Aplicaciones: Conectores electrónicos, barras colectoras, bloques de terminales, componentes soldados y piezas para equipos médicos y alimentarios.
5. Baño de plata
La opción ideal para aplicaciones de alta conductividad eléctrica, alta conductividad térmica y alta frecuencia.
Principio del proceso: Se deposita una capa de plata pura sobre la superficie de un componente de cobre. Normalmente, primero se aplica una capa base de níquel, seguida del baño de plata.
Ventajas clave:
• La mejor conductividad eléctrica de cualquier metal, con una resistencia de contacto extremadamente baja.
• Excelente conductividad térmica
• Excelente rendimiento en altas frecuencias con mínima atenuación de la señal.
• Buena resistencia a la corrosión (aunque la exposición prolongada a ambientes sulfurosos puede provocar ennegrecimiento).
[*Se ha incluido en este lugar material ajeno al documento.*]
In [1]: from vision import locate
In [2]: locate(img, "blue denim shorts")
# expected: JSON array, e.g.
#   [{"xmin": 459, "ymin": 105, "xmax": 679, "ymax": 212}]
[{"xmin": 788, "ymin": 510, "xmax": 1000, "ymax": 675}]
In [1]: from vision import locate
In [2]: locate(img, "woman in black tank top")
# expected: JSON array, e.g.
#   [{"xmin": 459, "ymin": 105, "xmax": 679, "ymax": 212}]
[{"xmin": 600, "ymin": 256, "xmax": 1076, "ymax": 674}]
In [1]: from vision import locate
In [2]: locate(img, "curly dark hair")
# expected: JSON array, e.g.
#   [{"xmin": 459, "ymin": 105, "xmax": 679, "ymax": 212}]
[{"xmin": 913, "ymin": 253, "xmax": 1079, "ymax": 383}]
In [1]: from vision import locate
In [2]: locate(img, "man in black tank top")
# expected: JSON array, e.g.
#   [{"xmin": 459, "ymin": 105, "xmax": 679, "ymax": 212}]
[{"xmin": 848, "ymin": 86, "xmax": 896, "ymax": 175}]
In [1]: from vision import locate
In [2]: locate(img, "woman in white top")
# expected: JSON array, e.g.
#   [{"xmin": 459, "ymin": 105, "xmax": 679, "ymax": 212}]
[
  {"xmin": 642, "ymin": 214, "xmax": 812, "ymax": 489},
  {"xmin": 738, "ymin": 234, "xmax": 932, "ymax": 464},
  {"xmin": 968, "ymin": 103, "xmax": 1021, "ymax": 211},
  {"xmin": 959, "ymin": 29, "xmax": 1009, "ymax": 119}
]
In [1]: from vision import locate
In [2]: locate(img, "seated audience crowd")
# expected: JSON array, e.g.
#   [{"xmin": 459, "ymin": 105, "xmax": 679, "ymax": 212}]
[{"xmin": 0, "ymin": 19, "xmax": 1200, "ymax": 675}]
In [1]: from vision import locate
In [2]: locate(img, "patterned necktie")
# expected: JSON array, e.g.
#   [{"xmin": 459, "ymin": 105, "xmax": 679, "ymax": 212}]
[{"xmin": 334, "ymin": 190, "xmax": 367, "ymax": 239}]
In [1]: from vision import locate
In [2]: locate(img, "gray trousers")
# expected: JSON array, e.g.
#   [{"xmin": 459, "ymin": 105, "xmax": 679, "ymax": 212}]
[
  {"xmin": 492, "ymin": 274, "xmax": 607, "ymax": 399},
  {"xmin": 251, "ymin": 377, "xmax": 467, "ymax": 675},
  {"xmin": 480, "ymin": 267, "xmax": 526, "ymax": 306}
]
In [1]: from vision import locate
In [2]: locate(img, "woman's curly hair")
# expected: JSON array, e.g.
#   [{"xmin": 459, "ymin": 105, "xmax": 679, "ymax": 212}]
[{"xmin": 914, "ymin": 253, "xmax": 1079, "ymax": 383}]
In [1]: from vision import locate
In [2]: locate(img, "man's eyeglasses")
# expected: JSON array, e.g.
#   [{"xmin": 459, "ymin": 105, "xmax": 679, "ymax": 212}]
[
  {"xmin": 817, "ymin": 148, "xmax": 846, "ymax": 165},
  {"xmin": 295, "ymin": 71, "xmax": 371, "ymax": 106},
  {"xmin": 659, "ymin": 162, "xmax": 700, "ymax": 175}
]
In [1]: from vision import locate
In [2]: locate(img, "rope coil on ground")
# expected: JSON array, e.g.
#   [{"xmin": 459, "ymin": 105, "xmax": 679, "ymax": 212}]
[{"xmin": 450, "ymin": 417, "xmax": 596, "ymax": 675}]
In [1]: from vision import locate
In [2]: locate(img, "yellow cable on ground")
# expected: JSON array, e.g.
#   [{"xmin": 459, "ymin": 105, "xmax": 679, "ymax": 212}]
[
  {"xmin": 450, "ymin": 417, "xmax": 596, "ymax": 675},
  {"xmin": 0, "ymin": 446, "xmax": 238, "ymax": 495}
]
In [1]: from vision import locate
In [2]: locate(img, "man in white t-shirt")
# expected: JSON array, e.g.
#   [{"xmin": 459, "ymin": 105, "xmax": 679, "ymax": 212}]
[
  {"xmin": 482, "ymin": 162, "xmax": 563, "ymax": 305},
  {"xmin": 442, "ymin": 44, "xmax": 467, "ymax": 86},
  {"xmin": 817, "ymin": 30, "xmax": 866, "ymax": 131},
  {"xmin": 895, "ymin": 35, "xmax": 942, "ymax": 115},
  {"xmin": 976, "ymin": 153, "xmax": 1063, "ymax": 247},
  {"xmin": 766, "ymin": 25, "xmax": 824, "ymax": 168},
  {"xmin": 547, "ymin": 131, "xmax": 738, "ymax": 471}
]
• Aspecto brillante con acabado metálico
Limitaciones:
• Coste relativamente elevado (el precio de la plata es significativamente superior al del níquel o el estaño).
• Puede sulfitarse y ennegrecerse con el tiempo, afectando la apariencia y el rendimiento de contacto.
• Baja dureza y resistencia al desgaste moderada
• Riesgo de «migración de plata»; se recomienda precaución en circuitos de alta densidad.
Aplicaciones: Conectores de alta gama, componentes de RF, guías de onda, contactos de conmutación y componentes conductores de alta potencia.
6. Baño de oro
Una solución de alta gama que ofrece máximo rendimiento y fiabilidad.
Principio del proceso: Normalmente, primero se aplica una capa base de níquel, seguida de un baño de oro sobre la capa de níquel. Se clasifica en oro duro (aleación de oro y cobalto) y oro blando (oro puro).
Ventajas clave:
• Estabilidad química extremadamente alta; prácticamente nunca se oxida ni se decolora.
• Resistencia de contacto extremadamente baja que se mantiene estable a largo plazo.
• Excelente resistencia a la corrosión y a la intemperie.
• Excelente rendimiento en altas frecuencias
• No tóxico y con buena biocompatibilidad; apto para implantes médicos.
• Aspecto prestigioso con alto valor decorativo
Limitaciones:
• Coste extremadamente elevado (el oro es caro, y cuanto más grueso sea el chapado, mayor será el coste).
• El oro puro tiene baja dureza y poca resistencia al desgaste (el oro duro tiene un rendimiento ligeramente mejor).
• Generalmente se aplica como una capa delgada de recubrimiento (0,5–5 μm), cumpliendo principalmente una función práctica más que estructural.
Aplicaciones: Conectores de alta gama con contactos chapados en oro, conectores coaxiales de RF, implantes médicos, componentes de prueba de semiconductores y piezas decorativas de alta gama.